Practical Data Science

Dive-in to handle data in more complex formats. This course covered data analysis life-cycle from initial access and acquisition, transformation, integration, querying, application of statistical learning, modeling to data mining methods.

  1. Star Wars - Explore and cleanse the given Star Wars dataset. Investigate 3 research areas:
    • Ranking on each Star Wars movies
    • Pairwise comparisons between
      • Fans of Star Wars and Fans of Star Trek
      • Fans of Star Wars and (Fans of / Familiarity on) Expanded Universe
    • Demographic impact (Gender, Age, Income, Education or Region) on favoriability of Star Wars characters. Perform Chi Square test on the associations.

  2. RSSI - Identify signal measurement patterns from the given dataset and investigate whether clustering could help us to group all these patterns into organized structure.


Machine Learning

  1. Data Preparation and KNN - 2 Tasks are given in the assignment:
    • Perform necessary data pre-processing steps on a a given dataset from UCI ML Repository so that the cleaned dataset can be directly fed into any classification algorithm within the Scikit-Learn Python module without any further changes.
    • Given a dataset with CPI and descriptive features of various countries, use KNN algorithm to perform predictions on CPI of Russia when only descriptive features are provided.

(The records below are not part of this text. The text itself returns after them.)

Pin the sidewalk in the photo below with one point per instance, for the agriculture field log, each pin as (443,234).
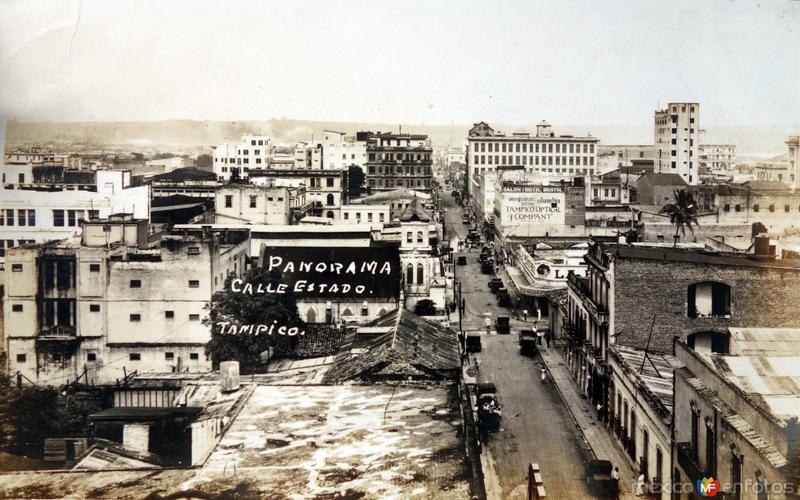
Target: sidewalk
(598,437)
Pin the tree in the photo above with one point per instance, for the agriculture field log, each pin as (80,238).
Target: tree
(355,181)
(425,307)
(203,161)
(682,213)
(237,308)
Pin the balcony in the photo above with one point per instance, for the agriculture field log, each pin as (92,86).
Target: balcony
(687,463)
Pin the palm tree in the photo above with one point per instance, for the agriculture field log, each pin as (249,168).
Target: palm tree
(682,213)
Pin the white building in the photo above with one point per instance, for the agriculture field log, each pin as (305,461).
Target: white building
(794,160)
(677,140)
(110,303)
(49,204)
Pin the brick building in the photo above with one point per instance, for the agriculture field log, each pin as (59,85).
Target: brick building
(691,294)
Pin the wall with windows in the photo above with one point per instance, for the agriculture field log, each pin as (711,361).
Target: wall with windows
(661,287)
(365,214)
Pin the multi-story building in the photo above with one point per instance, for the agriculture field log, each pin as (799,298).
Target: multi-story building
(545,153)
(717,157)
(794,160)
(677,140)
(237,158)
(685,292)
(112,303)
(44,202)
(342,150)
(269,203)
(396,160)
(620,155)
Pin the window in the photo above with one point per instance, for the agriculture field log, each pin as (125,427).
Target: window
(58,218)
(709,299)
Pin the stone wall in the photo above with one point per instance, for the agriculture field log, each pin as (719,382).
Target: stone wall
(760,297)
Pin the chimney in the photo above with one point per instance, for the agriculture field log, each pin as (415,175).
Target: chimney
(229,376)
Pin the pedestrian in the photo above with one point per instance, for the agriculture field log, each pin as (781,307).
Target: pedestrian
(640,485)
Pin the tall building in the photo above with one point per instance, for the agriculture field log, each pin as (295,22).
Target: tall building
(545,154)
(677,140)
(342,150)
(111,302)
(397,161)
(794,159)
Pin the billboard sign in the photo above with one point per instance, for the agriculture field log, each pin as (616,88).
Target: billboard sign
(531,204)
(335,272)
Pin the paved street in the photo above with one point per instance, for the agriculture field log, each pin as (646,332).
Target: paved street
(536,426)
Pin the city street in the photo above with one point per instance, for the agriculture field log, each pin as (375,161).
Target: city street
(536,426)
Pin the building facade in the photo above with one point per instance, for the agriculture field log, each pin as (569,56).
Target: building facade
(397,161)
(677,140)
(543,153)
(111,302)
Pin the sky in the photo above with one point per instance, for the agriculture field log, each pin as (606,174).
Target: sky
(418,62)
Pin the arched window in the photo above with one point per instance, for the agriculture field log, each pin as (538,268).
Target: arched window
(709,299)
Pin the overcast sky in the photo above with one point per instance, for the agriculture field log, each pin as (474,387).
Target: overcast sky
(516,62)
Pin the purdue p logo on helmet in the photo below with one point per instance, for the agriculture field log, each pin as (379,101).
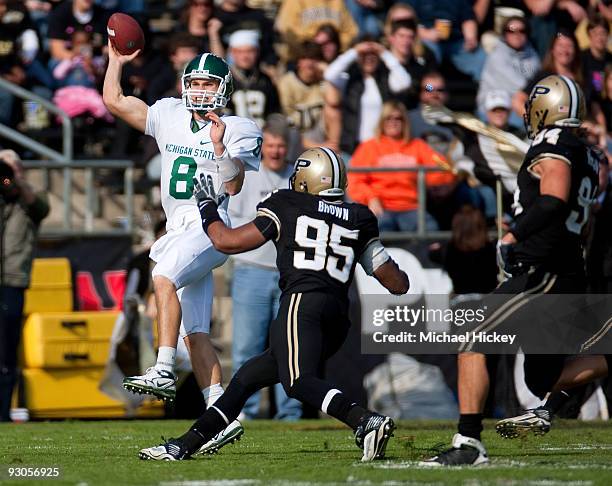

  1. Decision Tree - Use the given data as the entire training dataset, demonstrate the understanding of decision tree algorithm by:
    • Calculating the impurity of target feature
    • Determine the optimal root node of the decision tree
    • Determine the leaf predictions if specific descriptive feature is assumed to be the root node


  1. Naive Bayes - Treat the given data as the entire training dataset, use the built-in sklearn naive bayes module in python, and perform the following tasks:
    • Transform all descriptive features into binary, train and search for the best Bernoulli NB model by fine tuning the alpha parameter. Score the best Bernoulli NB model by accuracy.
    • Transform all descriptive features into binary, train and search for the best Gaussian model by fine tuning the var_smoothing parameter. Score the best Gaussian NB model by accuracy.
    • Retain the original format of the dataset, train the categorical features with Bernoulli NB model, train the numeric features with Gaussian model, combine the results into a hybrid NB Classifier. Score the hybrid NB classifer by accuracy.
    • List all the obtained scores in a dataframe


  1. Model Evaluation - Given a score file for binary prediction, perform the following tasks:
    • construct confusion matrix (default threshold=0.5)
    • calculate 5 metrics (default threshold=0.5):
      • Error Rate
      • Precision
      • TPR
      • F-1 Score
      • FPR
    • Varying the score threshold from 0.1 to 0.9 (both inclusive) in 0.1 increments, compute TPR and FPR values and plot the ROC curve.


  1. Final Project - Speed Dating* - We have chosen a speed dating dataset from a provided github site, perform data pre-processing, visualize and explore the data, then split the data into training and testing portion, use grid search and hyperparameter tuning (with feature selection) to select the best tuned model for 5 machine learning algorithms with the training data. Then draw conclusion base on comparing the performance of prediction (with testing data) from these best tuned models.



N.B. * indicates open-ended assignment